After you get your new continuous integration build initially configured you get to sit back and enjoy the fruits of your build labor. You check in your code and watch your build pipeline magically spring into action. As you progress you might add a branch spec or two and now you are down the road to thinking about an automated release pipeline as well. During the life cycle of your project your team is committing many times daily on topic branches, pull-requests and your watching release branches land in production. Possibly you are even deploying your infrastructure from your pipeline as well. For this back to basics post we are just talking about the continuous integration portion of the process.
As your project moves forward you hit your launch date, your customers are thrilled with the service you are providing and the business is thrilled with the value you have provided. Your project goes into a get a little bit of a stability and you're on another project or at least a little more time passes between feature releases. This is a very common scenario for companies with just a few developers who are tasked with writing customer software, supporting out-of-the-box products as well as helping help desk with ticket in various capacities. What ever the reason a bit of a drought appears in your commit graph.

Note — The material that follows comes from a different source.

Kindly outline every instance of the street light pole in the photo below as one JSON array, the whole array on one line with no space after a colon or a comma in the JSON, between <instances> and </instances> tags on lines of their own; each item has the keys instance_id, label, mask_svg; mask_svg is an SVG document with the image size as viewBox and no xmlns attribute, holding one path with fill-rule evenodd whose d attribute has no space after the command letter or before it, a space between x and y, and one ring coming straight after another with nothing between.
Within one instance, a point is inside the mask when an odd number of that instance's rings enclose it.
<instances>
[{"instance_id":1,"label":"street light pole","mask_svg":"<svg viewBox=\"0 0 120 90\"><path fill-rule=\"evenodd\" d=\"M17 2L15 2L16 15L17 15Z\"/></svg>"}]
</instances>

You either will get lucky and you will not notice anything. You start committing again and don't notice anything. As all luck has a shelf life yours will run out and you will return to your little project with broken build in your hands and you're not sure why it had mysteriously broke.
So what happened?
During that period of no commits your operations folks patched your build agent, or some of your version unspecific project dependencies were updated, or your hosted build agent on your CICD pipeline service updated a a SDK for which you were only calling out for a I-do-not-care default.
There are a number reasons that can can cause this but since you were not building anymore you didn't get notification of any build failures to warn you about the changed situation until you were airdropped back into the project for a quick fix. Instead of cutting a hotfix branch to to get fast tracked into production the night before Black Friday you are now you're looking for the razor to clean up that certain bovine.
Yak Shaving is something that's tangental to what you should be doing, and not necessary.
The Simple Fix
Add a scheduled trigger to your builds so that at a very minimum your
master branch builds on a nightly basis. If you are using a branching strategy where you having some other unmerged branches you might consider adding scheduled builds for those as well. Some projects I will have builds scheduled for
hotfix/* but those types of deciesions are a case-by-case basis.
Repeat after me
I will put my builds on a scheduled trigger along with my commit
Side Note I just ran into a CI build that has not been run in 130 days and I'm scared to run it.